Untangling the Argument

This stimulus packs three different viewpoints into a short space, so it's worth slowing down to untangle them.

The dominant view is that petroleum formed from the fossilized remains of plants and animals deep in the earth's crust. In short: petroleum comes from ancient life.

The challenging scientists disagree. They think petroleum formed not from living material but from deep carbon deposits dating from the formation of the earth. In other words, they believe petroleum's origin is geological, not biological.

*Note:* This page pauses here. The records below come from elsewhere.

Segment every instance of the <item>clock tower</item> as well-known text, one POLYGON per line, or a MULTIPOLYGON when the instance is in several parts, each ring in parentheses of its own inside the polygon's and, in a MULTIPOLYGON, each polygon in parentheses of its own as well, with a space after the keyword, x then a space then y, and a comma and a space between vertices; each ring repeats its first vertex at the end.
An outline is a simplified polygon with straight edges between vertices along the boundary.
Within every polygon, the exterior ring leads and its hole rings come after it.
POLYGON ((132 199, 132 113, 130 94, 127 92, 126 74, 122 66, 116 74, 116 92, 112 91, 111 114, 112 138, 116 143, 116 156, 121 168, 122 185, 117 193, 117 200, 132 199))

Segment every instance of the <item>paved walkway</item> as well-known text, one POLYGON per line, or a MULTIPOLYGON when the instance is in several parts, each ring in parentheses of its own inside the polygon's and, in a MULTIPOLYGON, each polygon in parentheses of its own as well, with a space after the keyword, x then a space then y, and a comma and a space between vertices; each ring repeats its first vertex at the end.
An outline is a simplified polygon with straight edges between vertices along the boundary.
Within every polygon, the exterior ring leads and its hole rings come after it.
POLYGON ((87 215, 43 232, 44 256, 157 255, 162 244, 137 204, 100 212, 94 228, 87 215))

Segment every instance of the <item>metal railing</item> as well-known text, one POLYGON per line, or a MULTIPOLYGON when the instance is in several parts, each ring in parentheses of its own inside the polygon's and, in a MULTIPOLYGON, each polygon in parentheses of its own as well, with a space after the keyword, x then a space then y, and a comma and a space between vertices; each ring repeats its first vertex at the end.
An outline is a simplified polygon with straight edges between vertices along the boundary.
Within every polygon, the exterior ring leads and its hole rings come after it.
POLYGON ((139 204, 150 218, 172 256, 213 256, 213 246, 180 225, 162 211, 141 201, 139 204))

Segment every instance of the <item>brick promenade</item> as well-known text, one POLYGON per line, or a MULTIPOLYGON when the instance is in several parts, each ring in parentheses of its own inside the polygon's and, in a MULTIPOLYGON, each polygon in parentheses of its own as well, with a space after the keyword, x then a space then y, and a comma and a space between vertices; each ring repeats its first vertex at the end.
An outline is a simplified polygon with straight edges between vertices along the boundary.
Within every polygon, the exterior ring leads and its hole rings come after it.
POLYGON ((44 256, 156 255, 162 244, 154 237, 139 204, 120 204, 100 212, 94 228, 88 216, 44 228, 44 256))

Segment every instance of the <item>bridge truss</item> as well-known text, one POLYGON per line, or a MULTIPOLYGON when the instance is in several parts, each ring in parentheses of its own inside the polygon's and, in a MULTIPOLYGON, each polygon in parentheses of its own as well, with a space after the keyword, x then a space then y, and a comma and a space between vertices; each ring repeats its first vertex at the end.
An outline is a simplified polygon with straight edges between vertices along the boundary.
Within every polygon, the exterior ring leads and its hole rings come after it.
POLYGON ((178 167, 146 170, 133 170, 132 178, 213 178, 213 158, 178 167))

The geologist (the author) sides against the challenging scientists. She concludes that the scientists' deep-carbon-deposit theory is wrong. Her evidence? Petroleum contains biomarkers, which are molecules that indicate the past or present existence of a living organism. Because petroleum has these markers of life, the geologist reasons, it must have come from living material, not from nonliving carbon deposits.

You can think of this argument through a phenomenon-hypothesis lens. The phenomenon is the presence of biomarkers in petroleum. The geologist's hypothesis is that these biomarkers are there because the petroleum itself formed from living things. And from this, she concludes that the competing theory (deep carbon deposits) must be wrong.

Anticipation

For the geologist's argument to work, the biomarkers in petroleum have to be evidence that the petroleum formed from living things. But is that the only possible explanation for why biomarkers are in the petroleum? What if the biomarkers got into the petroleum some other way, even if the petroleum actually formed from deep carbon deposits?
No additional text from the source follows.